Pete Rumsey | Director, Commerce RI Rhode Island Innovation Campus initiative
1. What is your responsibility as director of the innovation campus? I am responsible [for] helping to administer the overall application and selection process. I collaborate closely with a talented team composed of R.I. Commerce Corp. and University of Rhode Island experts and leaders during the entire process.
2. The state has 16 proposals. How are you vetting the companies involved? The responses varied in team composition, capacities, vision and funding requests, with concepts touching almost all of Rhode Island’s high-growth sectors. … The committee will review all proposals, conduct interviews with selected respondents, request best-and-final offers from finalists, and ultimately make recommendations to [the Executive Office of Commerce] for proposed awardees.
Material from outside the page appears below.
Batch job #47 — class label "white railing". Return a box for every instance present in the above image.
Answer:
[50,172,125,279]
3. What industries are most desired for job growth and why? We are very fortunate that we have the [Brookings Institution]’s “Rhode Island Innovates: A Competitive Strategy for the Ocean State” as a resource. This 2016 report … identifies Rhode Island’s key growth industries. Like many other Commerce initiatives, we are focusing on the key industries identified in the report for the innovation-campus project.
4. Should the state be encouraging multiple locations for innovation campuses or concentrate on Providence, for example? We have purposely been location-agnostic in soliciting respondents for proposed campuses. Instead, we have focused on drawing together the very best industry, academic and research institutions to foster collaboration on best-in-class innovative solutions, to help create and grow high-value jobs while also catalyzing private-sector investment. As a result, projects were proposed in eight different cities and towns, demonstrating a commitment and potential for economic development that benefits the entire state.
5. How does the state distinguish its effort from other states? This is less about what other states are doing and more about what Rhode Island can do to grow its economy. We did study what other places had done to create similar projects and incorporated certain elements of those best practices where appropriate. But at the end of the day this is about Rhode Island’s future, and taking some of the assets we have here across multiple industries and injecting some new energy into them. One element of this competition that we are particularly proud of is the opportunity to boost URI’s capacity to contribute to [the state’s] economy.